I am a cerebral guy who loves solving puzzles.
If you're alluding to the diagnostic process, then I'd say this fits much better with radiology (diagnostic) than anesthesiology. In anesthesiology, you'll already know tons about your patient including various diseases and co-morbidities prior to surgery. You have to in order to make sure they make it through surgery! Not that diagnosis can't happen in the OR, but obviously the diagnostic process is central to radiology in a way that it's not in anesthesiology.
You might also consider pathology. Although pathology arguably faces even bigger challenges (e.g. worse job market, needing to do at least one and often two fellowships).
That is what drew me to IM/cardio, but the inefficient IM rounding just wear me out. Surgery rounds were sweet/efficient.
Personally, I wouldn't give up on IM if it's only or mostly about the rounding. I hate rounding too, but I'd look beyond residency/fellowship, and see what it's like in private practice.
Also I think there's a lot more to consider besides just rounding. For example, one good thing about IM and most IM subspecialties is (generally speaking) you are in better control of when you see patients. Not always, but again I'm just speaking in general and in comparison to anesthesia and radiology. If you're a cardiologist or oncologist, and a patient is very late, it's possible to reschedule.
In anesthesia, if a surgeon is late, or a surgeon wants to do an add-on case, and you're on, then you'll be staying late, working weekends, etc. You have a lot less control over your schedule in this regard.
In radiology, if you're not reading as many as other radiologists, you may be regarded as slow, and so you have to pick up the pace.
Also consider not all "call" is created equal. It's in general much better to take call from home than having in-house call which happens a lot in anesthesiology even as an attending. In IM you may or may not have to come in, even if you're on call, depending on the subspecialty, your group, etc.
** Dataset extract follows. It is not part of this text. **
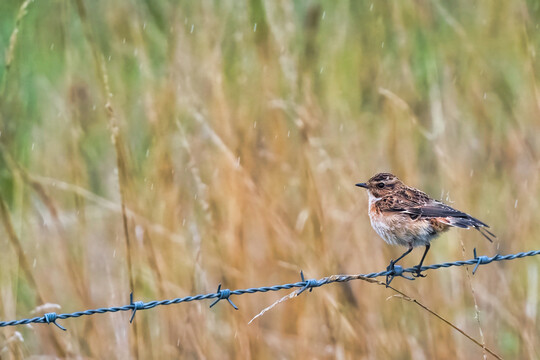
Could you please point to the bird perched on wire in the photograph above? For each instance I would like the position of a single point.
(406, 216)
Just a couple of other things to consider among many other things.
If I pursue rads, I will be hoping to do vascular and interventional rads, and cardiac anesthesia if I pursue ansthesia.
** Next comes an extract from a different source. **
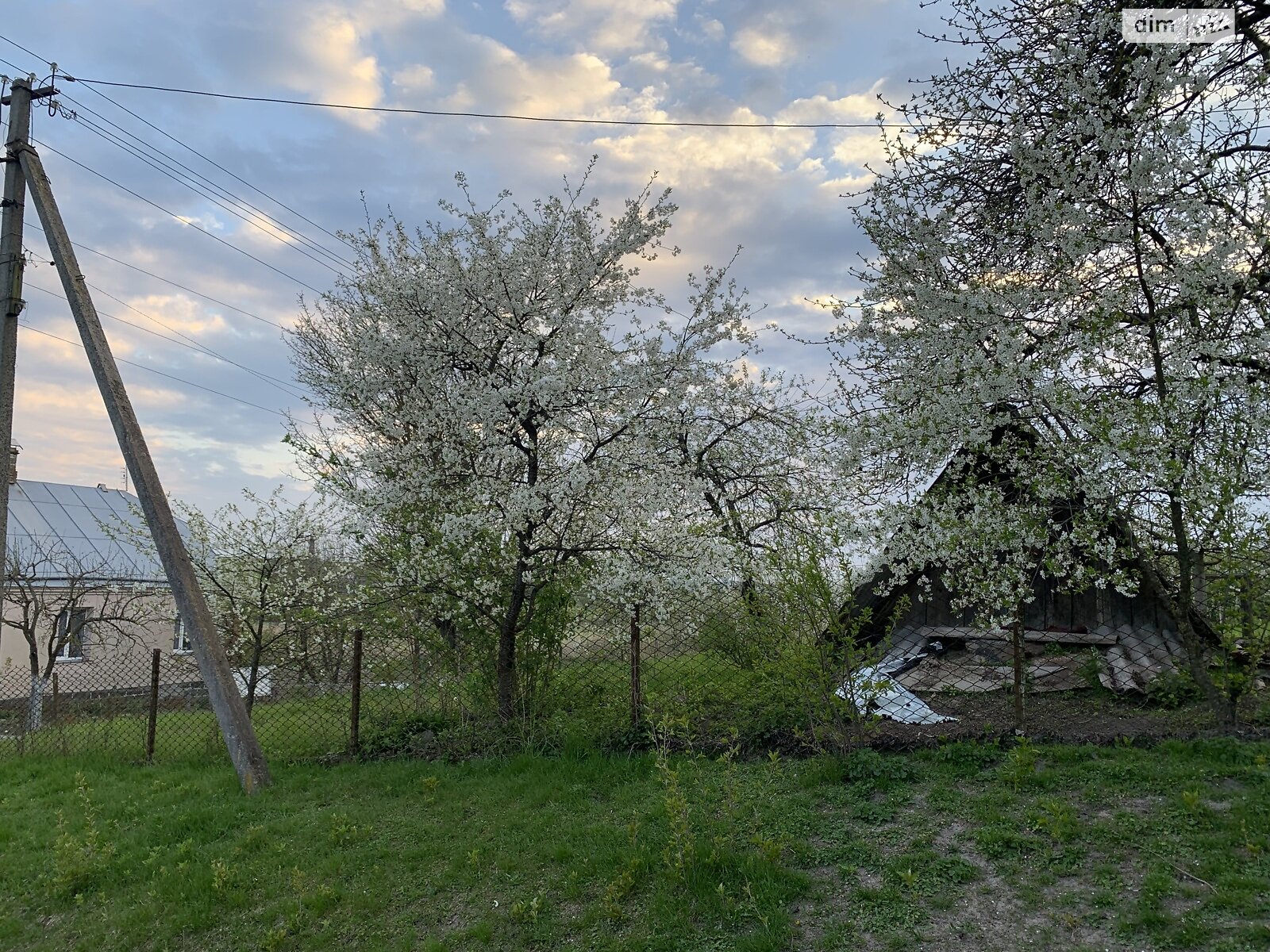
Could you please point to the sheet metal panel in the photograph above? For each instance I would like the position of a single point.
(69, 524)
Again keep in mind other things as well. For instance, interventional rads is hard to match and you'll be working very hard. Similar with cardiac anesthesia, which in addition involves working with (in my experience) some of the most arrogant surgeons on the planet. In anesthesia you have to not mind sometimes being treated like hired help or something along those lines. You're a service to facilitate surgery, which has its pros and cons.
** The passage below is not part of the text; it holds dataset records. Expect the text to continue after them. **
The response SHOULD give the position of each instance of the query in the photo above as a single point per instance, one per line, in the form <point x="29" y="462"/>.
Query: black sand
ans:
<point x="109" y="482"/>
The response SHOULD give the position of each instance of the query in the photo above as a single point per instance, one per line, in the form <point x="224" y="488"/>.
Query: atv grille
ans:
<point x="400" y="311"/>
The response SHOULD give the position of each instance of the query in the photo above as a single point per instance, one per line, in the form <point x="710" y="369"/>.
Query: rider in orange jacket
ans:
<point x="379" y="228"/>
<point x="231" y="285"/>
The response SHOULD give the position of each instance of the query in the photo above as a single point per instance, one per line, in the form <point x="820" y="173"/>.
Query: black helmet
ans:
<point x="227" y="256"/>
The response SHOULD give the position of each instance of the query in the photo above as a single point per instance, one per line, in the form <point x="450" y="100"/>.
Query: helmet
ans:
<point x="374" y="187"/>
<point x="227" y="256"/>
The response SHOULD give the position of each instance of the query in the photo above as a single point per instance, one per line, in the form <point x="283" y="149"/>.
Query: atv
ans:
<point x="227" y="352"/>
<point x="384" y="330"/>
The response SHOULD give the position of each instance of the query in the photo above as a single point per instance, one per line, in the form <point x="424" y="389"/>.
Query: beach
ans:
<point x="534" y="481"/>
Main worry is rads job market/CRNA issue in anesthesia.
Although these are legitimate concerns, I don't actually think these are the main concerns for each of the specialties. There's too much to type about but again just do a rotation if you haven't already, talk to lots of people at various stages of training and experience, etc.
If you go over to the rads forum, it sounds like the job market may be picking up. You'll still most likely have to do a fellowship at least, whether interventional or something else, but that's probably due less to the job market than the fact that there's so much to learn in radiology. Just make sure you're the type of person who also enjoys reading and reading and then reading some more during residency (which is different than what many procedurally oriented people tend to like doing). Lots of studying involved in radiology. For some that's good, for others that's not. Just make sure you have the personality to get through it.
With anesthesia, the CRNA issue is a problem, and most likely the future will most of the time involve supervising 2 or 3 or more CRNAs at a time rather than doing your own cases, since the ACT model is here to stay. This involves taking on medico-legal risks or liability. If something happens, let's hope your CRNA (s) calls you when you asked them to call you rather than thinking they know best, that they're just as good as you are, etc. But CRNA issues aside, the bigger issue is loss of autonomy and independence. Fewer and fewer private practices. Less money, often more hours. You'll most likely be an employee of a hospital or AMC.
Also hoping to have a research career eventually in either academia or industry.
If you're into research, then radiology is probably better. But you can have a research career in both. Although IM again is good too.
Hope that helps a bit, but again just ask lots of people, do rotations, spend some time on the rads and anesthesia forums, etc. Different people may tell you different things, since we're all limited by our own experiences and perspectives. But you'll find common patterns and trends in every specialty which you can pick up on and follow to see if how it all fits with you and your goals in life. Also know what you enjoy may or may not be what you are good at. But you need to be able to have both to some extent to make it through residency, etc.
Personally I think for many if not most people there are several specialties people could be happy in and excel in. But we all can't be stem cells forever.